Python >=3.12 is required.

Full install with MCP server support (from the repo root):

pip install -e ".[mcp]"

Base install (no MCP server):

pip install -e .

The authoritative dependency source is pyproject.toml (package stream-dse). The base install pulls in zigzag-dse, ortools>=9.15 (the default, license-free MILP backend), pydantic, pydot, and xdsl. Optional extras: [mcp] adds fastmcp (required for the MCP server); [gurobi] adds gurobipy (commercial solver, opt-in).

AIE code generation

AIE-target MLIR codegen and tracing additionally need the AMD AIE toolchain (mlir_aie, llvm-aie, xdsl-aie, snax-mlir, aie-python-extras). These are git/URL installs that PyPI does not allow in package metadata, so a console script installs them after the base install rather than via an extra:

pip install -e .       # or, once published: pip install stream-dse
stream-setup-aie       # installs the AIE toolchain into the current environment

stream-setup-aie --dry-run prints exactly what it will install without making changes.
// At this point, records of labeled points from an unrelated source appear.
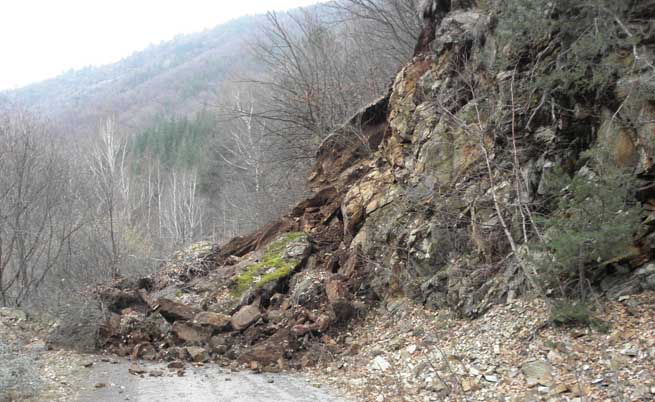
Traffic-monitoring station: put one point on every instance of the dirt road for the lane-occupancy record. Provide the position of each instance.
(204, 384)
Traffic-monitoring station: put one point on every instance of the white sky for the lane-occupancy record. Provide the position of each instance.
(40, 39)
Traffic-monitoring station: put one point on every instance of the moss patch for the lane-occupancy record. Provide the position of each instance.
(272, 267)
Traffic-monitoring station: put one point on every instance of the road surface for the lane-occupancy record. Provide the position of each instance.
(109, 382)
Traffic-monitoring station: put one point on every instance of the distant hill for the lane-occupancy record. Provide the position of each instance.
(173, 78)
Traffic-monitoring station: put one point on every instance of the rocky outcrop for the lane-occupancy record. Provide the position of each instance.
(419, 204)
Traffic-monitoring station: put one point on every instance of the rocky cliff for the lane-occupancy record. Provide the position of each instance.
(431, 193)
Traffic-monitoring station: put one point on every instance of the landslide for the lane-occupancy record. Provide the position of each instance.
(415, 196)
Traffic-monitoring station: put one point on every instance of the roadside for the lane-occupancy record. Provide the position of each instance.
(406, 353)
(30, 372)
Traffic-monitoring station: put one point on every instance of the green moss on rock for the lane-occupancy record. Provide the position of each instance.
(273, 265)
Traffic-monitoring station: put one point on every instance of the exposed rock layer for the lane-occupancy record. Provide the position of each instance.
(407, 207)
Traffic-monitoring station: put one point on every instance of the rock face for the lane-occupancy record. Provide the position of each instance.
(175, 311)
(421, 208)
(245, 317)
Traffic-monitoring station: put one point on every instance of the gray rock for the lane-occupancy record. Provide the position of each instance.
(245, 317)
(379, 364)
(538, 372)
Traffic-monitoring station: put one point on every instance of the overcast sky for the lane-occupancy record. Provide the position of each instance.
(40, 39)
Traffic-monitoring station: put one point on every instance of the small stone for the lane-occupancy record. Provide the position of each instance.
(560, 389)
(470, 385)
(538, 372)
(136, 370)
(491, 378)
(176, 364)
(379, 364)
(198, 355)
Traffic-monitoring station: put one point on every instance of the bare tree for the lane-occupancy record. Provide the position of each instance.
(182, 211)
(36, 220)
(108, 166)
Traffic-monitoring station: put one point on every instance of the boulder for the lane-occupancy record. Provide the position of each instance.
(198, 355)
(215, 320)
(245, 317)
(174, 311)
(191, 333)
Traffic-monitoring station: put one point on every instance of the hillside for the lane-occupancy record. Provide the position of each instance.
(468, 200)
(172, 78)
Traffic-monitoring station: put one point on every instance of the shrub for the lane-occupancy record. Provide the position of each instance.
(576, 47)
(594, 222)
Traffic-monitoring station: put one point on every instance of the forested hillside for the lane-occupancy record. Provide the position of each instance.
(205, 137)
(450, 200)
(172, 78)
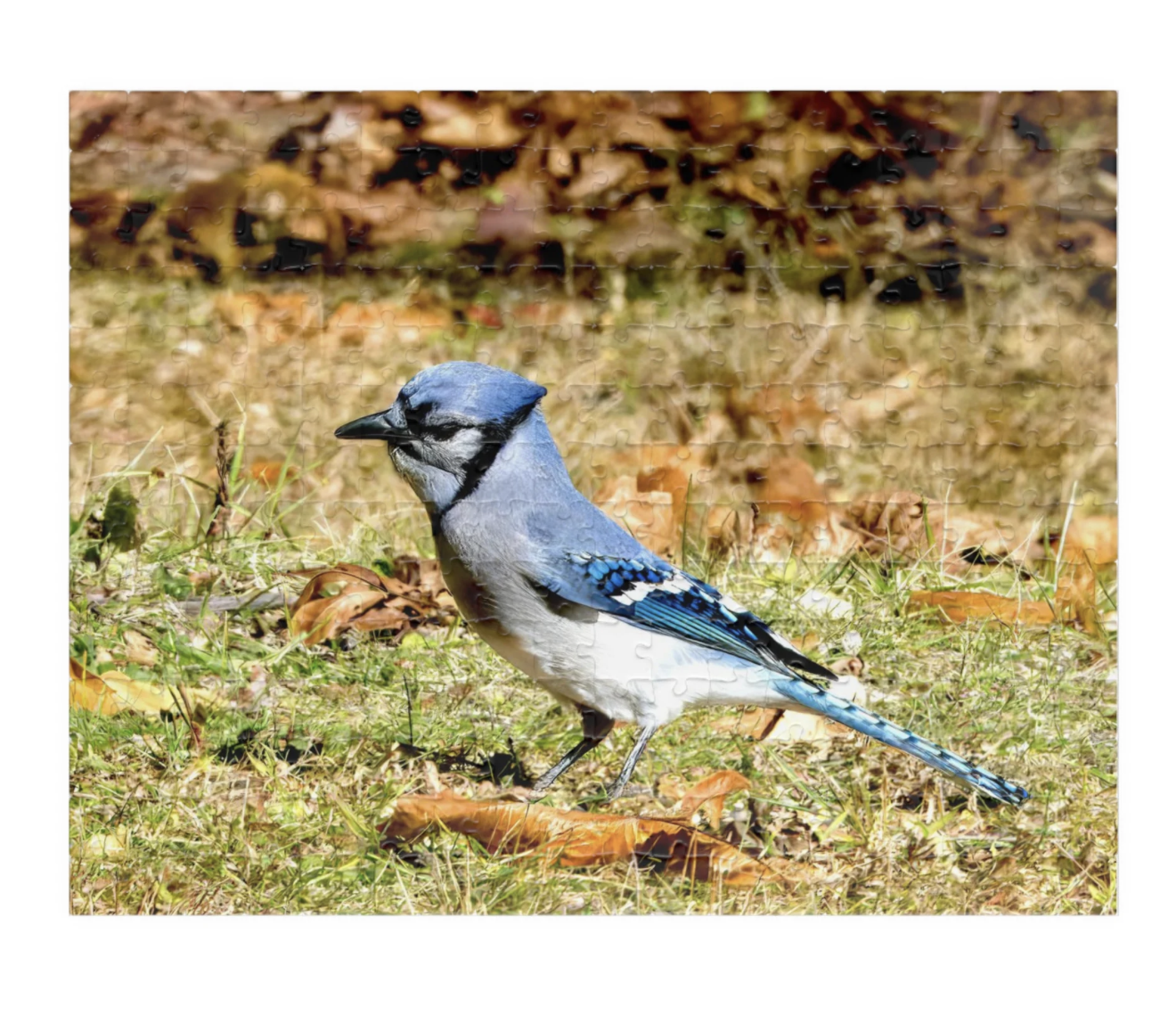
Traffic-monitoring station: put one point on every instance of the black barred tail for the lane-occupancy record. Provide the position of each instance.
(823, 701)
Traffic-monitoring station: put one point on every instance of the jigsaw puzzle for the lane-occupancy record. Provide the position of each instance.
(602, 503)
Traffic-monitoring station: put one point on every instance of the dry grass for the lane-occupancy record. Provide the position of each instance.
(275, 812)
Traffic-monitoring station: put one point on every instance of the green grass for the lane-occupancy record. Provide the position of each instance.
(276, 808)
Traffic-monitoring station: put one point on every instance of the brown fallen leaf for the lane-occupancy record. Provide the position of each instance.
(649, 516)
(349, 595)
(268, 474)
(579, 840)
(961, 606)
(113, 692)
(710, 793)
(1089, 540)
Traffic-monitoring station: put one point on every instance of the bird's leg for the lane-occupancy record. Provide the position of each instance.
(639, 748)
(596, 727)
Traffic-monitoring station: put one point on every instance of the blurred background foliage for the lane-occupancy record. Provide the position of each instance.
(785, 300)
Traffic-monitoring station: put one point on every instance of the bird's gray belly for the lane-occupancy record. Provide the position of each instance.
(521, 638)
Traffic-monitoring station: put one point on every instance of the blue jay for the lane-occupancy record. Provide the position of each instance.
(572, 599)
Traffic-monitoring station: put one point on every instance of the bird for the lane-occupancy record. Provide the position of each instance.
(576, 602)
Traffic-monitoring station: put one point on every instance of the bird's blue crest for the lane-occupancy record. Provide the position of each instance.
(473, 391)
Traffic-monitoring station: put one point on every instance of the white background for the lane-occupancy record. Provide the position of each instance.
(558, 973)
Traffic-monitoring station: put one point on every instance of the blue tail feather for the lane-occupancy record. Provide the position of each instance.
(823, 701)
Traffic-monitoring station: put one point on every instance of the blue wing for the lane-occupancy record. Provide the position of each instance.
(660, 597)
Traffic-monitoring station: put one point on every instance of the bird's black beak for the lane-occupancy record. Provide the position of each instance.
(375, 427)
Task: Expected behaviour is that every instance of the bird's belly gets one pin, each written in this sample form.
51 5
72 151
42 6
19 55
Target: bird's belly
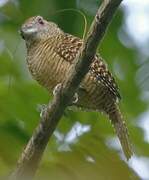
49 72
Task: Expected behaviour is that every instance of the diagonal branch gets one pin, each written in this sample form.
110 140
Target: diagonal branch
31 157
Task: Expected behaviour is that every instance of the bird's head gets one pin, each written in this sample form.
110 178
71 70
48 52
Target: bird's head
37 28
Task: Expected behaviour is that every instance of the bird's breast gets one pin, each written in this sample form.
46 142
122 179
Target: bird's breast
47 67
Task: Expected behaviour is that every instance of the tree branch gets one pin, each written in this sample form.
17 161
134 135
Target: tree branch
30 158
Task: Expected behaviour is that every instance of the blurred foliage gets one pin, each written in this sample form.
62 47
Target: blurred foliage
81 147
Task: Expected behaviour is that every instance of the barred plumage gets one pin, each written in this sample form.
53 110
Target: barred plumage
50 56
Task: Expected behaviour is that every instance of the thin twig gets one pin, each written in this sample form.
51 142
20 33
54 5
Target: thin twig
30 158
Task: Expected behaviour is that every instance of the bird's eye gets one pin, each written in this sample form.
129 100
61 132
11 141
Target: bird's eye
40 21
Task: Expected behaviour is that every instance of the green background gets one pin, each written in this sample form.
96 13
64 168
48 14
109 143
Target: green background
84 145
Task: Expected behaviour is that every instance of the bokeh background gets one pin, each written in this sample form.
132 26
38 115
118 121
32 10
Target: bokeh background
84 146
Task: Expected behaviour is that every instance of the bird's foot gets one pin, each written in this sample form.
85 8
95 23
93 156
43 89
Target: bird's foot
42 108
57 89
75 99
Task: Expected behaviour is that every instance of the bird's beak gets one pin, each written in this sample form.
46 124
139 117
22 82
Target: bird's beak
27 31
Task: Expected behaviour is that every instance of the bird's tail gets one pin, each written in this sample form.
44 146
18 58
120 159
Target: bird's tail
121 130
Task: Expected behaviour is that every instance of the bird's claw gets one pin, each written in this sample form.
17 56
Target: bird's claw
75 98
57 89
41 108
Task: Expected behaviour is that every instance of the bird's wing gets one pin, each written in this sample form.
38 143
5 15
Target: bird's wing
69 47
102 75
68 50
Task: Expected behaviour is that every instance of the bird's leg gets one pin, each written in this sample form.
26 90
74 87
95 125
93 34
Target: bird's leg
75 99
42 108
57 89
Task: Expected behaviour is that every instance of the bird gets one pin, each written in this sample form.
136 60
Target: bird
51 54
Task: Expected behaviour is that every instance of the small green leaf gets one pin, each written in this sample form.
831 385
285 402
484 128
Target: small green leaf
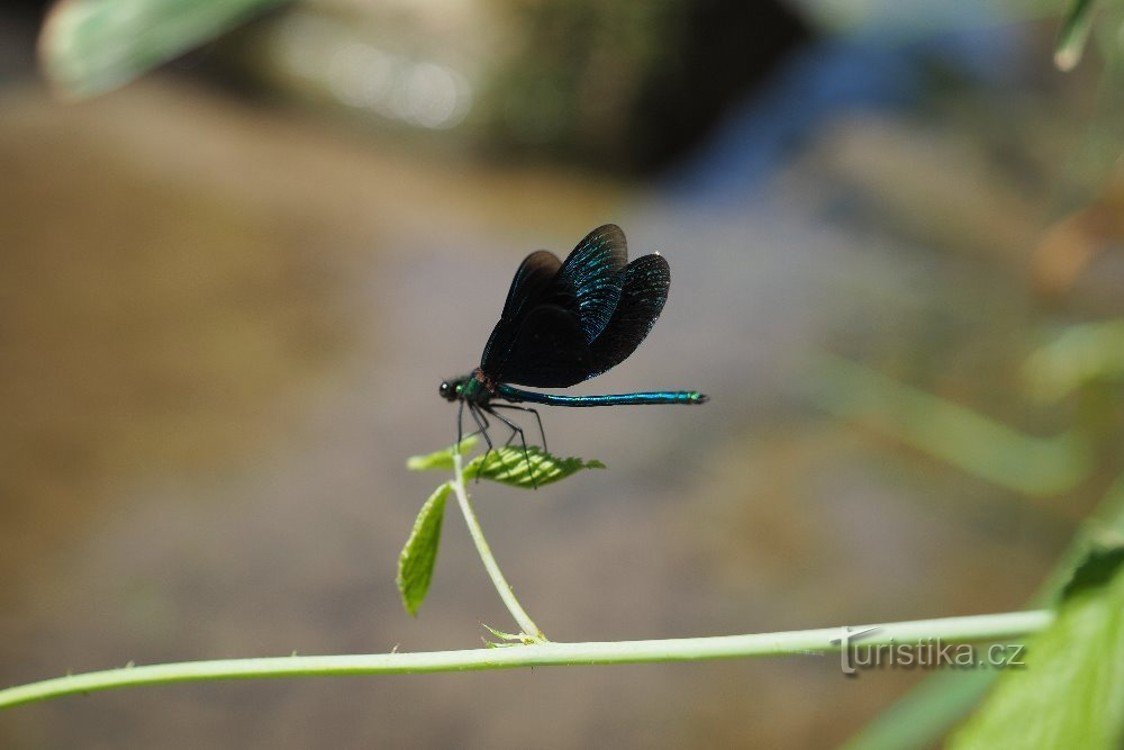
419 556
441 459
92 46
535 468
1099 565
1070 693
1073 36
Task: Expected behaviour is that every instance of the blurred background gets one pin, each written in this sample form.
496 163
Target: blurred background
229 289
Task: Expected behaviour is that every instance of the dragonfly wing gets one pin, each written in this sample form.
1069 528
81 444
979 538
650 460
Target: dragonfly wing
533 280
591 276
646 281
547 351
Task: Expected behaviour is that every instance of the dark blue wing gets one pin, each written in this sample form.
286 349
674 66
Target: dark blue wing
646 281
592 274
554 309
533 277
549 351
531 285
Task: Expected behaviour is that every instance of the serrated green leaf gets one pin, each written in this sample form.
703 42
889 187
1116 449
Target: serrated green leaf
1070 693
92 46
440 459
535 468
419 556
1099 565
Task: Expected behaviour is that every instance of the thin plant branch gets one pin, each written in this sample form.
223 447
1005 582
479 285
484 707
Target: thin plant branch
821 641
531 631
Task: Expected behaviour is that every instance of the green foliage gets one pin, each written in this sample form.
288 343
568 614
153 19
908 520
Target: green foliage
92 46
1075 34
419 556
1071 690
507 466
510 466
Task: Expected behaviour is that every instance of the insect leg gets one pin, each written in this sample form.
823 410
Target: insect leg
525 408
517 430
482 425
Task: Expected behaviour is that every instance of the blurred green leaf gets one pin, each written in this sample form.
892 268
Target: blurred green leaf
1081 354
926 712
91 46
968 440
419 556
1073 35
510 466
1071 690
441 459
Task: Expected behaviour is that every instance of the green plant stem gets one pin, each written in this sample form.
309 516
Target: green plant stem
529 629
826 640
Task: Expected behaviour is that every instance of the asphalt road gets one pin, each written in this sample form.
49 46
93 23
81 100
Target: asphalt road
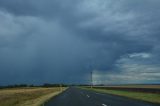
79 97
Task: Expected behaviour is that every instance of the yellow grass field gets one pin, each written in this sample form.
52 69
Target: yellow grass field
27 96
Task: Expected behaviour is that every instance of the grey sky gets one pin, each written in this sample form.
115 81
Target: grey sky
62 41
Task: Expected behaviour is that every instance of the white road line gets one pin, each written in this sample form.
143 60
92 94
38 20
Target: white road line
104 105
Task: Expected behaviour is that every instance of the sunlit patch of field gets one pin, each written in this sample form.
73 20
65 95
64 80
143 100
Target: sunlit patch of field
26 96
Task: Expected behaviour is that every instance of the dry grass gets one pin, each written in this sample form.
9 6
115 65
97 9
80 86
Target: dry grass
26 96
148 97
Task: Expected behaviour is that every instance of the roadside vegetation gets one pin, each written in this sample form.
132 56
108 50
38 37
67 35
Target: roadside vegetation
139 95
30 96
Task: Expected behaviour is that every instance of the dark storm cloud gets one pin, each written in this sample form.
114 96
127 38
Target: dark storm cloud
62 41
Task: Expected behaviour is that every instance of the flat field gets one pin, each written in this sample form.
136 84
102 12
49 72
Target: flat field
148 93
26 96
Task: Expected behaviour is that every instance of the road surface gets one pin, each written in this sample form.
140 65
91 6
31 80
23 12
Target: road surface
78 97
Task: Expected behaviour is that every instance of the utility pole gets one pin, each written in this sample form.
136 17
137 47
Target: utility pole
91 79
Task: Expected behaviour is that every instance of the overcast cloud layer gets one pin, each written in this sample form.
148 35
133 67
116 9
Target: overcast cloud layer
64 40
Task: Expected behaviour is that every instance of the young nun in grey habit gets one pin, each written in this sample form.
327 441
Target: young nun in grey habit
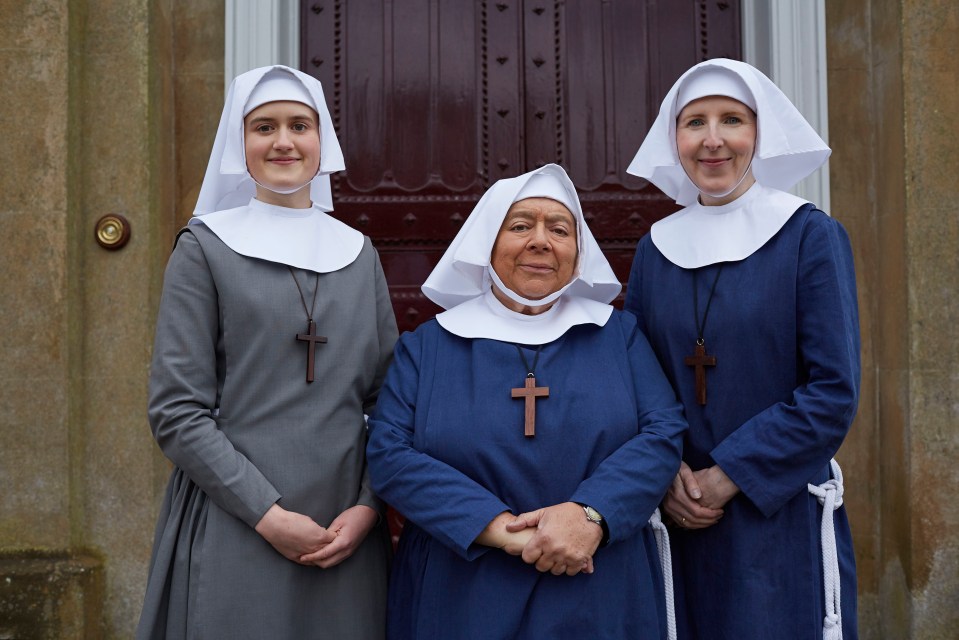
274 333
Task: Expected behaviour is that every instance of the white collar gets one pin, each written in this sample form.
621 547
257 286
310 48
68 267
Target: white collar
486 317
303 238
698 236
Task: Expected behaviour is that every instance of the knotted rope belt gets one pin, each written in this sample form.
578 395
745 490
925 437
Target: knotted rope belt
666 561
829 495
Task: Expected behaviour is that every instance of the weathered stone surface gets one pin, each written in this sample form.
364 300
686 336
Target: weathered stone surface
50 596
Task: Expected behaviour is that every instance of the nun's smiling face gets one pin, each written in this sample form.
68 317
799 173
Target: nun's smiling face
715 137
282 143
536 249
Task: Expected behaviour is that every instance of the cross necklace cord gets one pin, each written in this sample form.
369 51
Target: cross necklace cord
530 392
699 359
310 335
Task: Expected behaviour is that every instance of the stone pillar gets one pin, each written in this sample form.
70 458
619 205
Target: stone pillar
92 89
894 118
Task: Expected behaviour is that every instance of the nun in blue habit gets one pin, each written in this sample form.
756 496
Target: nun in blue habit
748 298
528 434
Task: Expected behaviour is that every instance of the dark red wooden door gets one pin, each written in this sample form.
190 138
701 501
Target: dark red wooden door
434 100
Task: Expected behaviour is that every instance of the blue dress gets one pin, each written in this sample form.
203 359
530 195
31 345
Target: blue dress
446 448
784 328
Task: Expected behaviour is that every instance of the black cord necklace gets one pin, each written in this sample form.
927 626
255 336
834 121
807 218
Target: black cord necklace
699 359
530 391
310 335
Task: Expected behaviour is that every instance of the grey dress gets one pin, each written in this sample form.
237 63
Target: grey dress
230 406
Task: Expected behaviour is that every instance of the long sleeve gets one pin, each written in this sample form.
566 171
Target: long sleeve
772 455
629 484
183 390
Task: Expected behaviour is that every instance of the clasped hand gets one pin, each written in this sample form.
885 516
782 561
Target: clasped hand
300 539
695 499
558 539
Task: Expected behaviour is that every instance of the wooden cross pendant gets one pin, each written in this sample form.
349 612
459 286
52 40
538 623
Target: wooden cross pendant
311 337
530 392
700 360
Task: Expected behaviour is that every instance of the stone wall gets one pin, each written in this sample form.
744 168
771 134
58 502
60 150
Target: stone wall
893 121
108 108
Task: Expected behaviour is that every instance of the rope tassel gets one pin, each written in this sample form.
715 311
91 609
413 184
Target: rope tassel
829 495
666 561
⚠️ Platform caveat: the AIE toolchain is Linux x86_64 only (manylinux wheels), CPython 3.12 or 3.13.

💡 Solver license note: OR-Tools (ortools_gscip, the default backend) is open-source and needs no license. Gurobi requires the [gurobi] extra (pip install -e ".[gurobi]") plus a separate commercial license; backend="gurobi" errors at solve time without a valid license.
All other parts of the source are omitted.